If you forget the modifier, insurers will probably consider the E/M part of surgical aftercare.
When you’re coding for your provider’s surgical services, you’ll need to be familiar with modifier 24 in case the same provider performs an unrelated E/M service on the same patient during the postoperative period.
If you don’t code unrelated E/Ms during a procedure’s postoperative period properly, your payer may consider the E/M service to be routine postop care and therefore deny your claim.
Avoid E/M denials during the postop period with this expert advice on what to do when a patient reports for a problem unrelated to a recent surgery.
Save $73 With Modifier 24 Smarts
You need to use modifier 24 (Unrelated evaluation and management service by the same physician or other qualified health care professional during a postoperative period)) if the physician who performed a surgical procedure “sees the patient during the postoperative period for an [E/M] service unrelated to the surgery,” says Suzan (Berman) Hauptman, MPM, CPC, CEMC, CEDC, director of PB Central Coding at Allegheny Health Network in Pittsburgh, Pa.
If the patient reports for any unrelated E/M that occurs during a postop global period — including hospital visits, office visits, etc. — you must append modifier 24, confirms Celia Forde, CPC, CPCH, coding specialist for Florida’s Centra Care, which has offices in the Orlando area.
Example: The physician performs a complicated incision and drainage (I&D) to treat a carbuncle on the patient’s left thigh on Monday (10061, Incision and drainage of abscess [e.g., carbuncle, suppurative hidradenitis, cutaneous or subcutaneous abscess, cyst, furuncle, or paronychia]; complicated or multiple). On Wednesday, the patient returns to the office complaining of pain due to a dog bite on his right index finger.

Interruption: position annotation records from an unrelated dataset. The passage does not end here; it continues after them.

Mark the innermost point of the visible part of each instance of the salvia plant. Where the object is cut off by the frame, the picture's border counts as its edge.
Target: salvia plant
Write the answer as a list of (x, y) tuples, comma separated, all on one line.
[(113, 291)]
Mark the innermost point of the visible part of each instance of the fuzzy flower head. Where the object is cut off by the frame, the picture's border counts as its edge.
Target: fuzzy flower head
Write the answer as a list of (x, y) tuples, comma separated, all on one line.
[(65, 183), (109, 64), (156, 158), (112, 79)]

The physician who performed the earlier I&D examines the new dog bite wound, dresses it, and sends the patient home with instructions on follow-up care. Notes indicate a problem-focused history, an expanded problem-focused exam, and low-complexity medical decision making.

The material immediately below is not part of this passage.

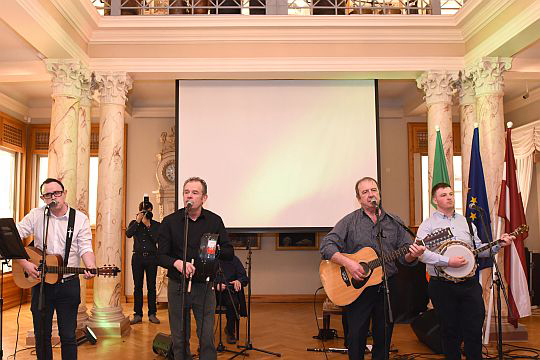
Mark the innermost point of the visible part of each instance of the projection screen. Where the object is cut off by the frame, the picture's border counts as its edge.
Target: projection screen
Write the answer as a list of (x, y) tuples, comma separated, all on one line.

For the Wednesday E/M service, report 99213 (Office or other outpatient visit for the evaluation and management of an established patient, which requires at least 2 of these 3 key components: an expanded problem focused history; an expanded problem focused examination; medical decision making of low complexity) with modifier 24 appended to show that the E/M was unrelated to the patient’s recent I&D surgery.
Explanation: Four facts make this E/M service modifier 24 eligible:
1. The same provider who performed the I&D performed the dog bite E/M.
2. The global period for 10061 is 10 days.
3. The patient reported for treatment of his dog bite during the global period for 10061 (two days later).
4. The dog bite E/M was completely unrelated to the I&D of the thigh.
Payout: If your office doesn’t code the visit correctly and the payer denies your claim, you’ll miss out on about $73 for the E/M visit (2.04 nonfacility relative value units [RVUs] for 99213 multiplied by the 2015 Medicare Physician Fee Schedule conversion rate of 35.9335).